Dieser Austausch von Welten bis hin zu interdimensionalen Treffen und Überlagerungen ist ein hartnäckiges Thema der SF, das als Indiz gelten darf, dass der zuvor so eherne Glauben beschädigt ist, unser Weltaufenthalt könne sich auf gesicherte Raum-Zeit-Identitäts-Verhältnisse zurückziehen. Das "Unbehagen an der Kultur" (Sigmund Freud) entgrenzt sich in ein fundamentales Unbehagen an der Wirklichkeit - so wenig das ohne eine Vorgeschichte ist. Dass die Einbildungskraft realer als die Realität werden könnte, dass die halluzinogenen Zustände härter konturiert sind, als es das wachende Auge je zulassen würde, ist ein altes Motiv magischer, surrealer und eben phantastischer Literatur und Kunst, die lange vor der Moderne einsetzt. Es geht paradigmatisch um jenen Hyperrealismus, etwa im "Drommetenrot" des Meisters Salimbeni, "in dem die Sonne leuchtet am Tage des Gerichts."26 So wollten Salvador Dali oder Max Ernst ihre späten Höllenbreughel-Nachtflüge gestalten, um mit künstlichen Medien die Pforten der Wahrnehmung, nicht bloß die der diffusen Halluzinationen, weit aufzustoßen. Unser "wirklicheres Dasein" ereignet sich dieser Welterschließung nach im Traum, während das alltägliche Sein "das zweitrangige oder bloß virtuelle Phänomen" ist27. Rein irdische Maßstäbe und menschliche Sinnesorgane reichen da nur höchst selten hin, weil sie die Sinne moderieren, temperieren und letztlich hinter tausend Filtern korrumpieren, um zu jenem armseligen Begriff von "Wirklichkeit" zu gelangen, den wir (noch) unserer alltäglichen Praxis zugrunde legen.

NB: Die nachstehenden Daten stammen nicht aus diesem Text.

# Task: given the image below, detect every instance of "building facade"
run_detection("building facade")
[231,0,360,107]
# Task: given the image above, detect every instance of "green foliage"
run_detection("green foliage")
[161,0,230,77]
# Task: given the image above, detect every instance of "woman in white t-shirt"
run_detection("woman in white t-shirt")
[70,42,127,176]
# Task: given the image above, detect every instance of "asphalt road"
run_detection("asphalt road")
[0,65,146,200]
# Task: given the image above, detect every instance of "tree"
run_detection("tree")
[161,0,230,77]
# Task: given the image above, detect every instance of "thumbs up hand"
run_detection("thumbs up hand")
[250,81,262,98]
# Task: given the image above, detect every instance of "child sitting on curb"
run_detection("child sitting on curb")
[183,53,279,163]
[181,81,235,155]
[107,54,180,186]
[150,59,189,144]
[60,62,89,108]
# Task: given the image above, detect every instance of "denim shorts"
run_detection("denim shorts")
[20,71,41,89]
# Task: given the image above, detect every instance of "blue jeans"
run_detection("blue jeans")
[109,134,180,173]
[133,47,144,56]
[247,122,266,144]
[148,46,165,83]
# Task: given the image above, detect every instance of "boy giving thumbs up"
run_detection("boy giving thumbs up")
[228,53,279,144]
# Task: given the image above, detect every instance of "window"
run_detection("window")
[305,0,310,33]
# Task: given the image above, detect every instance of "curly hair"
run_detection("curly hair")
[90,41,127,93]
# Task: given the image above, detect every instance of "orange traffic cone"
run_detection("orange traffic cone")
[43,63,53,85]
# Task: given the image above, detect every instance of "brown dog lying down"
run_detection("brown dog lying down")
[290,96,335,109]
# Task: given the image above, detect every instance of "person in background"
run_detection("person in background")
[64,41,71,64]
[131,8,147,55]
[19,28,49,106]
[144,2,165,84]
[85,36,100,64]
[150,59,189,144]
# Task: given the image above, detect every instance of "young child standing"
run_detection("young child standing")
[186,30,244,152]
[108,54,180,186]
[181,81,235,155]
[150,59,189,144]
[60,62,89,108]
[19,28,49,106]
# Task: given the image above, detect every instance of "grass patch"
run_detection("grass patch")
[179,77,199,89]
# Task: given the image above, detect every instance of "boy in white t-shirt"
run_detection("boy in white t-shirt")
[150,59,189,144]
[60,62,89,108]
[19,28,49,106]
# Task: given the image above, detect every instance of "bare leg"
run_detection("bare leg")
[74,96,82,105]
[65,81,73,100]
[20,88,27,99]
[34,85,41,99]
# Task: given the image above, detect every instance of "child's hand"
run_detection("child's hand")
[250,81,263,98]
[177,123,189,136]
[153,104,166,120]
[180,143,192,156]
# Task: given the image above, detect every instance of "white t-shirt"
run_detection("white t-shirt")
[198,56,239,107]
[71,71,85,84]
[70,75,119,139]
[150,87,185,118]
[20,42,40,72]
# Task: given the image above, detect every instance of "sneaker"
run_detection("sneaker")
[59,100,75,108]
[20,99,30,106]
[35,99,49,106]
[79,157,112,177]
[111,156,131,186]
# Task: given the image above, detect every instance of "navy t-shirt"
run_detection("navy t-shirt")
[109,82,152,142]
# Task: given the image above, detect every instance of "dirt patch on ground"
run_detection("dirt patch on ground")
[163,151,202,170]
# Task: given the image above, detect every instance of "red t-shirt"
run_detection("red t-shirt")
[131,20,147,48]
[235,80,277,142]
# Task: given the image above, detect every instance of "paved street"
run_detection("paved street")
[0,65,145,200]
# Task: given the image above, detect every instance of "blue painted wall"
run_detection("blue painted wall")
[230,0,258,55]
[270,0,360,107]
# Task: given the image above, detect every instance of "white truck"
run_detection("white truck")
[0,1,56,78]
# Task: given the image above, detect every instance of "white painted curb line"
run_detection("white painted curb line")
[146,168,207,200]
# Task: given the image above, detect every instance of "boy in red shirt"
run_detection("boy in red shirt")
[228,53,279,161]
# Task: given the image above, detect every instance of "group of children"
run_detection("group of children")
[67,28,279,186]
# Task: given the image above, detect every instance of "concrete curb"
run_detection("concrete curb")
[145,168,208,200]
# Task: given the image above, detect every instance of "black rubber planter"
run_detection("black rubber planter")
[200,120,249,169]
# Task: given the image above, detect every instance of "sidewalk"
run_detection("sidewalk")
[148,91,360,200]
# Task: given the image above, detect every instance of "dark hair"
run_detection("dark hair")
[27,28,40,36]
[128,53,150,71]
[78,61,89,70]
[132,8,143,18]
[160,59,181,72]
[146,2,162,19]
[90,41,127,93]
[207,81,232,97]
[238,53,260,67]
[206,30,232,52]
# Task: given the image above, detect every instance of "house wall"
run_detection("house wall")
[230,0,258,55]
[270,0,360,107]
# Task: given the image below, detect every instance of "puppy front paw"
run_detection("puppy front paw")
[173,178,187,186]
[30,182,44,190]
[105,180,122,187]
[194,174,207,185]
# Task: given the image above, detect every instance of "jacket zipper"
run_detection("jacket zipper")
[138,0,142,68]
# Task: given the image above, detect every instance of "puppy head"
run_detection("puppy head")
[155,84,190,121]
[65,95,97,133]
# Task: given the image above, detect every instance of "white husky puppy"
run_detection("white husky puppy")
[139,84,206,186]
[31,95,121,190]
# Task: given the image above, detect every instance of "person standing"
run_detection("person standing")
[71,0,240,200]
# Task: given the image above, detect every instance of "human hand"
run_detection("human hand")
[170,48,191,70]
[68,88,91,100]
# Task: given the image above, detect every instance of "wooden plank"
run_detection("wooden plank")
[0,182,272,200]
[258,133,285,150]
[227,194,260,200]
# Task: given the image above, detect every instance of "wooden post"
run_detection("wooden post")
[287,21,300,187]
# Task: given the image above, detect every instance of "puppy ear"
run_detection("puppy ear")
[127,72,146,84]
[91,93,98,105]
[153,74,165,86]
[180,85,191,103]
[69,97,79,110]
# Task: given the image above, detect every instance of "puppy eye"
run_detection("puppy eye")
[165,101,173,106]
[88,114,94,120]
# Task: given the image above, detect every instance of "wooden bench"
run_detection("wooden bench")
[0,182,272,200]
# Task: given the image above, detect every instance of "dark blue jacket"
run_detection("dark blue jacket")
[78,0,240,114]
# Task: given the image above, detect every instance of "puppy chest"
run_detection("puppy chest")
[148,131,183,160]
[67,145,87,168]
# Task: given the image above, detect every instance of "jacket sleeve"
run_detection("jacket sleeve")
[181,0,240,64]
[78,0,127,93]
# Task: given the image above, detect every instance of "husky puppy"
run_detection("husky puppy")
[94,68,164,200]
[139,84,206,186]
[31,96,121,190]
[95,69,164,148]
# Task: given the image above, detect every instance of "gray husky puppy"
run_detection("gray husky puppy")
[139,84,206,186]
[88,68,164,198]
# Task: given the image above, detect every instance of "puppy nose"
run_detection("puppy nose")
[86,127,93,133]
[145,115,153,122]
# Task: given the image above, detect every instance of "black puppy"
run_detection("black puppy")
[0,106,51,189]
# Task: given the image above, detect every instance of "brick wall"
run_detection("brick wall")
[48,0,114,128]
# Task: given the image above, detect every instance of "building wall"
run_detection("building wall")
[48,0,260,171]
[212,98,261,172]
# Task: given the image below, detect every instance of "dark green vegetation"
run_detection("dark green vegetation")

Produktive Einbildungskraft
Muss die begriffsorientierte Vernunft die Phantasie zügeln? Oder entspricht der philosophisch, literarisch oder künstlerisch phantastische Vorgriff auf das zukünftige "Aleph" des Wissens und der Wahrnehmung nicht den Bewegungsgesetzen der Vernunft selbst, die sich von virtuellen zu realen Zuständen und wieder zurück bewegt - in einer ewigen Pendelbewegung zwischen dem Vorgefundenen und dem zu Erfindenden, weil man nicht das begreifen und überschreiten kann, was man nicht zuvor imaginiert hat? Die Geschichte der Phantasie präsentiert nicht nur in der Spannung zwischen Romantik und Klassik ambivalente Züge: Einerseits wurde die Phantasie verdächtigt, eine Kompensationsinstanz der Wirklichkeit, mit Tendenzen zur Weltflucht zu sein. Andererseits gilt sie als die vorzüglichste Quelle der produktiven Aneignung von Wirklichkeit oder Weltschöpfung.28 Philosophen hatten fast immer immense Schwierigkeiten, der gefährlich produktiven Einbildungskraft einen Platz in der Organisation von Erkenntnis und Wahrnehmung zuzuweisen, ohne je ihre hervorragendste Kraft respektive ihre selbstverständlichste Magie in Abrede stellen zu können, das nicht Anwesende anwesend zu machen. Immanuel Kant etwa schwankt zwischen der produktiven Einbildungskraft als der "reinen Form aller möglichen Erkenntnis" und ihrem bildschöpfenden Risikopotential für eine um Ordnung bemühte Vernunft.29 Im zukunftschaffenden Vermögen der transzendentalen Voraussetzungen des Erkennens trifft sich Immanuel Kant mit Stanislaw Lem: "Denn die Vernunft, sofern sie ihre eigenen Prinzipien in Frage stellen kann, muss über sich selbst hinausgehen - zunächst nur in Träumen, ohne es zu glauben oder gar zu wissen, es könne ihr eines Tages wirklich gelingen."30 So wie die Linie nach Immanuel Kant erst gezeichnet werden kann, nachdem sie zum Vorstellungsbild wurde, gibt es für Stanislaw Lem den Flug erst, wenn zuvor vom Fliegen sinnlich präzise geträumt wurde.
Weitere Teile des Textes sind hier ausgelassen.